Electronic – Sawtooth/ramp waves with fixed amplitude from sine or square clock source

analogddsdesignfrequency

I hope someone can help me out!

A bit of background info:
I have created a DDS based signal generator (Using PIC MCU to drive a AD9833 for DDS output). The generator is capable to produce sine, triangle and square waves up to 12.5Mhz. However the output at higher (more than 2 Mhz) frequencies is far from perfect (nowhere near the desired wave forms). Anyway, currently I don't need more than 2MHz.
I have added a 7-th order elliptic filter to smooth the sine output from the DDS. After th? filter I use a Schmitt trigger in order to obtain a rectangular wave forms (I can adjust the duty circle as well). The problem is I don't know how I can create sawtooth/ramp or a triangular wave forms based on the DDS signal as a reference clock source (either rectangular or the filtered sine). My most important requirement is for a sawtooth waveform, with adjustable frequency and a constant amplitude in the frequency range from 1Hz to 2MHz.

My query is:
Is there a cheap, easy for implementation solution, which could generate sawtooth/ramp waveforms (triangle as an extra is welcome too) with linear slope (without aliasing or discretization artifacts), adjustable frequency and fixed amplitude in wide frequency range?

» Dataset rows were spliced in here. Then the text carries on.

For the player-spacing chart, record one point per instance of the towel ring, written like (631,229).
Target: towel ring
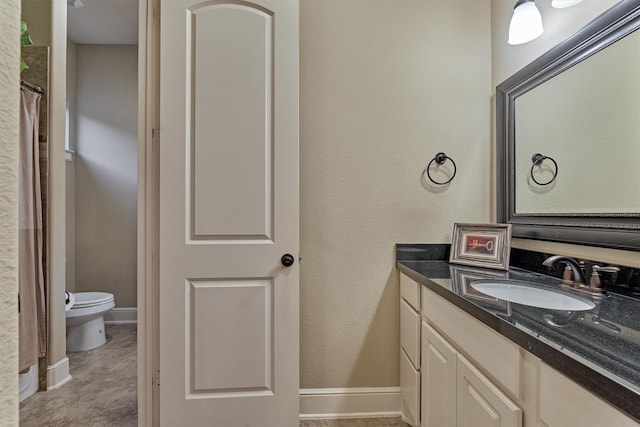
(537,160)
(440,159)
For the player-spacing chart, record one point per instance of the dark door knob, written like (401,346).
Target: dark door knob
(287,260)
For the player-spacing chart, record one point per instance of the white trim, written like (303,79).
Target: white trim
(121,315)
(58,374)
(365,402)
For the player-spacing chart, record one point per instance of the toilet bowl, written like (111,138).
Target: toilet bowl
(85,320)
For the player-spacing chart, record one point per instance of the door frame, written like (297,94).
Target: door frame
(148,202)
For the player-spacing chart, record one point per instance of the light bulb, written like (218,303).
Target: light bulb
(559,4)
(526,22)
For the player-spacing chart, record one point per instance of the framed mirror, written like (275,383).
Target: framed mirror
(568,130)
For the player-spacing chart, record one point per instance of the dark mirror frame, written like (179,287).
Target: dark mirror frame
(621,231)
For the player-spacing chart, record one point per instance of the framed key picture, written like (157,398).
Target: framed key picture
(481,245)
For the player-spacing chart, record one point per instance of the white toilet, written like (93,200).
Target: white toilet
(85,320)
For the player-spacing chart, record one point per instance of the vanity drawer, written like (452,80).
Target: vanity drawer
(477,341)
(410,291)
(410,332)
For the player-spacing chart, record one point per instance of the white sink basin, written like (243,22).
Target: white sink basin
(532,295)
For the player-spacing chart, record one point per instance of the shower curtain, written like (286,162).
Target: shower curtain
(32,318)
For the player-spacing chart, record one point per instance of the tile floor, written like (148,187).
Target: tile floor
(356,422)
(103,391)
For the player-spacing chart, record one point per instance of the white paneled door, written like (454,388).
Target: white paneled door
(229,345)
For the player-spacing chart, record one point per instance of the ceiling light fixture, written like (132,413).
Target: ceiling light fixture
(559,4)
(526,22)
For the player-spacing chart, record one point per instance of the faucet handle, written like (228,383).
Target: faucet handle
(595,282)
(607,269)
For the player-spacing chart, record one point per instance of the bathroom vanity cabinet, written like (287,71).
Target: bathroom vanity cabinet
(468,374)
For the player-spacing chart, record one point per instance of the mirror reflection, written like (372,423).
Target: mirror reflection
(587,119)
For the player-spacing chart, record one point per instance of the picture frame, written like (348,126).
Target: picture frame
(462,277)
(481,245)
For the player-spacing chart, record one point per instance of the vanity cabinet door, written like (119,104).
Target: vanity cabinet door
(438,380)
(480,402)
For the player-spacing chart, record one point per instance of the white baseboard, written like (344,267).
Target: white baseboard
(121,315)
(318,403)
(58,374)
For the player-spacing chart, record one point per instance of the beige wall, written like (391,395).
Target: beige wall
(106,171)
(9,111)
(506,60)
(385,85)
(70,165)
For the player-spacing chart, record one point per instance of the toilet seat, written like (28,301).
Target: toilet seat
(91,299)
(85,321)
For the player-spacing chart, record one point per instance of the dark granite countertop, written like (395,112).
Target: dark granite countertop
(598,348)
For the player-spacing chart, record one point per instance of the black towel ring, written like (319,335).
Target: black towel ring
(440,159)
(537,160)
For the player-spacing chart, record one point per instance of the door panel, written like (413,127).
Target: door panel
(480,402)
(438,379)
(229,347)
(230,58)
(232,333)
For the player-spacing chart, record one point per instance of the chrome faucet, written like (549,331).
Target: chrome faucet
(578,274)
(575,278)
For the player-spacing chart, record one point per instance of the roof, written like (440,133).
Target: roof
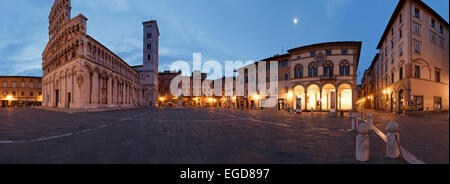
(340,43)
(106,48)
(152,21)
(397,10)
(325,44)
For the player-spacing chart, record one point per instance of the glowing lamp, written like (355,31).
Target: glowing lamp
(256,97)
(290,95)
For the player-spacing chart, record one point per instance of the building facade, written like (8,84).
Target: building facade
(411,71)
(17,91)
(78,71)
(148,72)
(320,77)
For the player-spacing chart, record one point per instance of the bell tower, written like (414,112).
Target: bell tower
(149,71)
(59,15)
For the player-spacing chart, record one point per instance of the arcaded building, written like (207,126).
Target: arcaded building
(20,91)
(80,72)
(148,72)
(320,77)
(411,71)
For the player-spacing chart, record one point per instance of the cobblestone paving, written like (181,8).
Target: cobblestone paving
(425,135)
(180,136)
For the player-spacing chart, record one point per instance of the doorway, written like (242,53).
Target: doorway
(69,99)
(56,98)
(392,102)
(437,101)
(281,104)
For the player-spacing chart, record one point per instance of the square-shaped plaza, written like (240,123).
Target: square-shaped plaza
(208,136)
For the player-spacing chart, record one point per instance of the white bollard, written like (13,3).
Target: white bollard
(369,121)
(362,143)
(361,115)
(353,121)
(392,147)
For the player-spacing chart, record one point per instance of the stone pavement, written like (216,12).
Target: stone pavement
(179,136)
(425,135)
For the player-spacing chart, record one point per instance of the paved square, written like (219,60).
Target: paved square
(181,136)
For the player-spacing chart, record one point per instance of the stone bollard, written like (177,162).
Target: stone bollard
(354,122)
(392,146)
(361,115)
(369,121)
(362,143)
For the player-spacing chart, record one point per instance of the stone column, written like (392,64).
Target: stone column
(95,90)
(109,91)
(320,100)
(306,100)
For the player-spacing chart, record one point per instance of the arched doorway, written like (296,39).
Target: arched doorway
(392,101)
(345,97)
(299,95)
(401,100)
(313,97)
(328,97)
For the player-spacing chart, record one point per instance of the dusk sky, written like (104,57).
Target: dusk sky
(221,30)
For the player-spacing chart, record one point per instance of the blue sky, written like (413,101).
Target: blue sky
(221,30)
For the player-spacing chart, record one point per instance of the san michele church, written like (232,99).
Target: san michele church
(81,73)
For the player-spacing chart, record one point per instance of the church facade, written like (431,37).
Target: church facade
(81,73)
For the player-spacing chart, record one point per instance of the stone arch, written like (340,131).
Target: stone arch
(313,96)
(299,97)
(298,71)
(344,67)
(345,96)
(313,69)
(329,94)
(425,68)
(328,68)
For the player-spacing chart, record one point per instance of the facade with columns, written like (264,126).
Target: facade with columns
(78,71)
(321,77)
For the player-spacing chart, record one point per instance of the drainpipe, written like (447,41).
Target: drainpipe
(408,87)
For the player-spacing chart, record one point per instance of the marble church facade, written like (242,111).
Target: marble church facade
(79,72)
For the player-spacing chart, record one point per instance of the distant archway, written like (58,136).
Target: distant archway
(313,97)
(299,95)
(328,97)
(345,97)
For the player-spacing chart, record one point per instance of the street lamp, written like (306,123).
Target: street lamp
(290,95)
(256,97)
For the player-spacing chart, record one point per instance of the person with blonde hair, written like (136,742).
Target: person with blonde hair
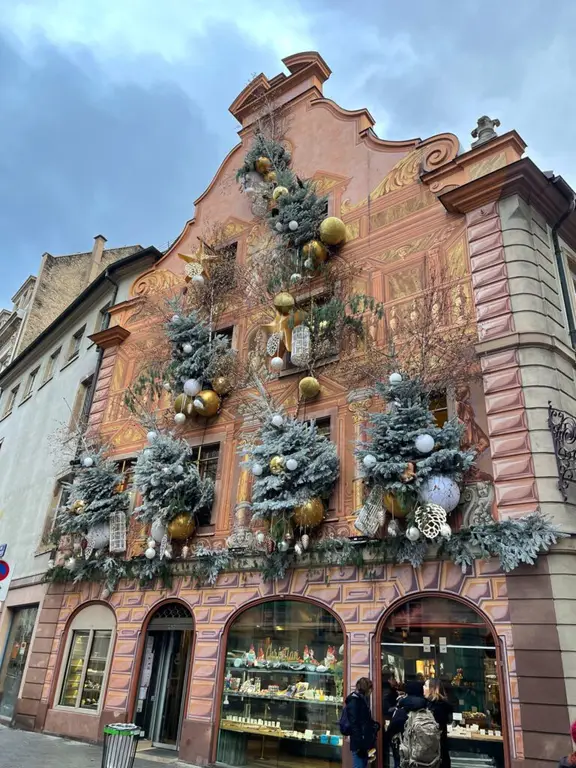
(442,710)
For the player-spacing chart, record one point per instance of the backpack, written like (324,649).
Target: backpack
(345,729)
(420,745)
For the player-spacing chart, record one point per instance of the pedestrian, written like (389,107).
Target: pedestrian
(569,760)
(442,710)
(361,727)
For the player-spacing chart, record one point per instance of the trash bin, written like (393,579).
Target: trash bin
(120,742)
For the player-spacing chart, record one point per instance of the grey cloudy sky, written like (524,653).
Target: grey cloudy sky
(113,113)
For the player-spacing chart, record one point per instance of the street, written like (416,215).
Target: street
(23,749)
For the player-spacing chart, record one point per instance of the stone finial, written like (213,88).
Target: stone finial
(484,131)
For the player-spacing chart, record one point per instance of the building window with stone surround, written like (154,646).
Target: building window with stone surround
(87,657)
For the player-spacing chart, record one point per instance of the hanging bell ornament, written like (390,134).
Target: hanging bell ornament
(263,165)
(332,231)
(276,465)
(309,387)
(315,251)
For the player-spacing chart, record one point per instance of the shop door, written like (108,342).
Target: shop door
(15,655)
(162,688)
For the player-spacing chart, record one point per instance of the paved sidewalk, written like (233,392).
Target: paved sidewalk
(23,749)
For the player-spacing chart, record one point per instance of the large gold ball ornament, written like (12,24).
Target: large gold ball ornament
(310,514)
(279,191)
(284,302)
(276,464)
(222,385)
(332,231)
(309,387)
(181,528)
(315,251)
(207,403)
(394,505)
(184,404)
(263,165)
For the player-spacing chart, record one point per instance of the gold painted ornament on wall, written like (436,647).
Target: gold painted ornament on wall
(315,251)
(310,514)
(277,465)
(332,231)
(263,165)
(207,403)
(181,528)
(309,387)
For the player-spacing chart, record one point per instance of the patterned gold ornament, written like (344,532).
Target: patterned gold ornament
(181,528)
(207,403)
(276,465)
(284,302)
(315,251)
(394,505)
(279,191)
(309,387)
(310,514)
(222,385)
(184,404)
(263,165)
(332,231)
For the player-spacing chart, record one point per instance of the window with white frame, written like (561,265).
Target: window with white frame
(88,653)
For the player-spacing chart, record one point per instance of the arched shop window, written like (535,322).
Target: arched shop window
(283,687)
(432,637)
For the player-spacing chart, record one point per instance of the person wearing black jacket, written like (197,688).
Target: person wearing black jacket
(363,729)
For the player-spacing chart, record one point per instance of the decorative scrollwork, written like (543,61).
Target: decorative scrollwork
(563,428)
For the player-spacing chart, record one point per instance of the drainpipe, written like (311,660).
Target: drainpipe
(560,264)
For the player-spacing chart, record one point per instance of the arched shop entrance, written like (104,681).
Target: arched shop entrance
(164,672)
(438,637)
(283,687)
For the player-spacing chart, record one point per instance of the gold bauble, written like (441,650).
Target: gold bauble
(332,231)
(276,465)
(394,505)
(222,385)
(309,387)
(210,403)
(183,404)
(315,251)
(181,528)
(310,514)
(263,165)
(284,302)
(279,191)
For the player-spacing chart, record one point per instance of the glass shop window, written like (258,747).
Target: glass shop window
(283,687)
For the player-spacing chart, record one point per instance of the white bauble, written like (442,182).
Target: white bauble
(413,534)
(158,530)
(192,387)
(276,363)
(424,443)
(445,531)
(99,535)
(441,490)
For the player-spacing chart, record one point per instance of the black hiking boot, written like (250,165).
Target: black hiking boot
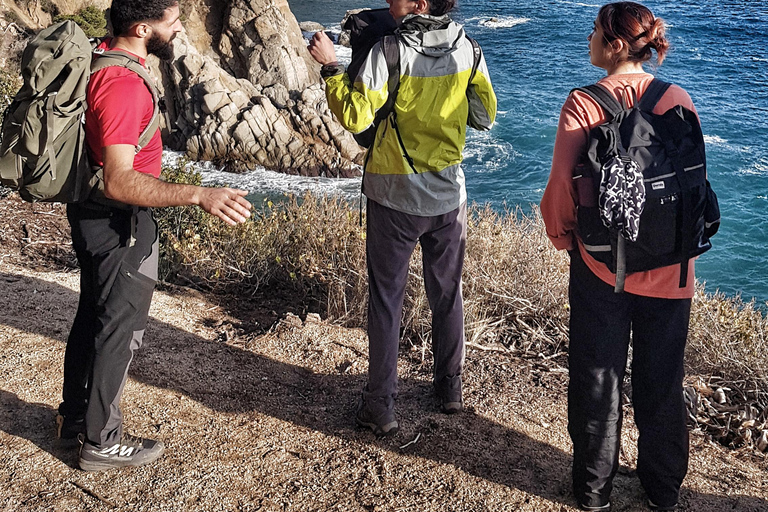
(130,451)
(449,394)
(69,427)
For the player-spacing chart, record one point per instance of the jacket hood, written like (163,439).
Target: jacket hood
(433,36)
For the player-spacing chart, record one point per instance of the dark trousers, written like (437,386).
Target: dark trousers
(390,241)
(600,326)
(116,285)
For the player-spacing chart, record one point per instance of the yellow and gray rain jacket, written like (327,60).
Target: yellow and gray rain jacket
(435,103)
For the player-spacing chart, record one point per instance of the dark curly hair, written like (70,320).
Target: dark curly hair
(636,25)
(126,13)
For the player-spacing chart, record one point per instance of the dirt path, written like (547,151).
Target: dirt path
(265,422)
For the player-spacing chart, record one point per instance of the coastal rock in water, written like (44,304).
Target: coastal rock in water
(258,99)
(230,120)
(310,26)
(242,89)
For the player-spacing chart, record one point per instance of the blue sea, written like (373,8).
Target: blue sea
(537,51)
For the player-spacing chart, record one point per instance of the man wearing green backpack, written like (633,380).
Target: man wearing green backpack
(115,235)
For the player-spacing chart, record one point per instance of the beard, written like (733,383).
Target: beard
(161,48)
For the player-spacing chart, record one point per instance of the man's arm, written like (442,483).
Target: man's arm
(123,183)
(353,104)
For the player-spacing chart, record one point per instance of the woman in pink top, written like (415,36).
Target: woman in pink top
(653,308)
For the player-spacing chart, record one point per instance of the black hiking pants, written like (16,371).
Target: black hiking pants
(600,326)
(116,286)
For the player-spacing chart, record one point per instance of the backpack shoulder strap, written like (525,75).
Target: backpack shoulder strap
(115,58)
(653,94)
(607,102)
(478,52)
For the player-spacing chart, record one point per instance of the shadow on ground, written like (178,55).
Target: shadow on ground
(233,380)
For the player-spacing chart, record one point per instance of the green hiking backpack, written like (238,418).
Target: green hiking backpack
(42,141)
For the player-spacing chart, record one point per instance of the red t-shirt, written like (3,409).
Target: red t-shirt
(120,106)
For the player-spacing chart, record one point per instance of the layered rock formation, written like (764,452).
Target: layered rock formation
(243,91)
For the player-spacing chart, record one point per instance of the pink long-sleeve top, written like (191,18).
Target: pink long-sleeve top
(558,205)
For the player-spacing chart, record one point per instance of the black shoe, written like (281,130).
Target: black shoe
(69,427)
(656,507)
(378,414)
(600,508)
(130,451)
(448,392)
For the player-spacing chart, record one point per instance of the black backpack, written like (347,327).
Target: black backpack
(644,201)
(366,28)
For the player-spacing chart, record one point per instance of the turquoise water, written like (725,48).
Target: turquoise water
(537,51)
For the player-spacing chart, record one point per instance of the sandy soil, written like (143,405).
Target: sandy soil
(260,417)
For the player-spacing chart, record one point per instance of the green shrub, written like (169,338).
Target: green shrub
(91,19)
(515,283)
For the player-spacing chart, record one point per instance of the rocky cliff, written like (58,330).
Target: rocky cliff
(242,89)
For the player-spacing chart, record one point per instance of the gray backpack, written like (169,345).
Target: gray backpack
(42,149)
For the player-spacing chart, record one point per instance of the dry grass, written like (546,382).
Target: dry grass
(515,283)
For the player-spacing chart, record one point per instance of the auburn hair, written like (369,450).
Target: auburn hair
(636,25)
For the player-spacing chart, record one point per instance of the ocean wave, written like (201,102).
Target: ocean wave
(581,4)
(759,168)
(262,182)
(499,22)
(715,140)
(485,153)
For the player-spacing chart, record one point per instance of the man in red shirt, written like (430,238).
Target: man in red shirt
(115,239)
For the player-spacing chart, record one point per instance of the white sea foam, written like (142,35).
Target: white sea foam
(260,181)
(487,153)
(758,168)
(499,22)
(580,4)
(715,140)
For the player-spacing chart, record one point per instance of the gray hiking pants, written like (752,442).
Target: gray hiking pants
(391,239)
(116,286)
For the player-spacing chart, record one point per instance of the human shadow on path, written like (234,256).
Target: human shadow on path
(233,380)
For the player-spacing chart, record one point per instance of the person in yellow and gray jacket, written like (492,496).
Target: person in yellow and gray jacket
(414,184)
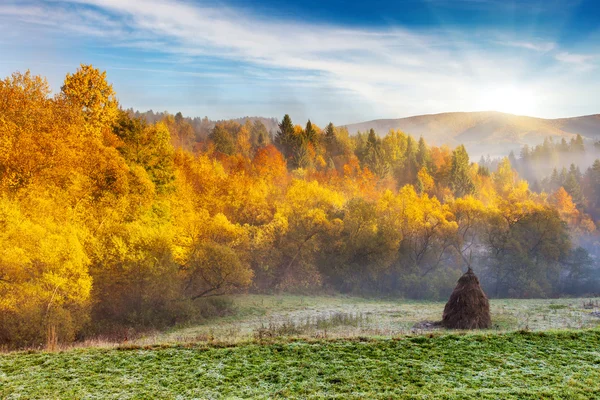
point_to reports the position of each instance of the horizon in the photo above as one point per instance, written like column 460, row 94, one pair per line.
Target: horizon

Unfortunately I'm not able to find decent solution to that problem.
The only thing that I have found was a post in a forum:
http://www.eevblog.com/forum/blog/eevblog-483-microcontroller-voltage-inverter-tutorial/msg247080/#msg247080, which suggests usage of 4046 PLL chip, that generates a higher frequency square wave, which tracks the input and a 4024 binary counter, which is then fed into a cheapo r2r DAC consisting only of a resistor ladder. Incorporating that, possibly I could generate arbitrary frequency sawtooth with fixed amplitude. However the frequency range that I could get from 4046 PLL will not cover requirements (this is my opinion based on the formulas given in 4046 datasheet, that specify the frequency range), also there will be staircase artifacts because of the ADC conversion.

It will be best if I could cover the range from 1Hz to 2MHz.

Can anyone recommend something, which could do thе things properly?

Sorry for the long post, I hope that I managed to explain the problem (excuse me for my English, as it's not my native language).

Thanks,
Osvaldo

Best Answer

Any waveform other than a sine at 12.5 MHz will be composed of the fundamental frequency 12.5 MHz, plus harmonics above that. For ideal waveforms with sharp edges, the harmonics extend to infinity.

It sounds like you have added a filter with a cutoff frequency around 12.5 MHz, so this is why your non-sinusoidal outputs don't look like they should -- your filter is stripping off the harmonics which give those waves their non-sinusoidal identity.

To illustrate, here are a few animations from Wikipedia which show various non-sinusoidal waveforms as harmonics are added/removed:

sawtooth harmonics

square-wave harmonics

What your filter should be doing is stripping off the harmonics generated by the impulses at each sample output by your DAC. This is called an anti-aliasing filter, and ideally it's a brick-wall low-pass filter with a cutoff equal to half your sampling frequency. Given that true brick-wall filters aren't realizable, the cutoff is usually a bit below half the sampling frequency, and the roll-off is made as steep as feasible. If you can sample significantly more than twice the highest frequency of interest, then the filter design isn't as critical.

It also follows that if you want to synthesize a 12.5 MHz square (or triangle, or sawtooth...) wave, you need a DAC sampling fast enough to also synthesize the higher harmonics in that wave. How much higher depends on how closely you want to approach an ideal square/triangle/sawtooth wave.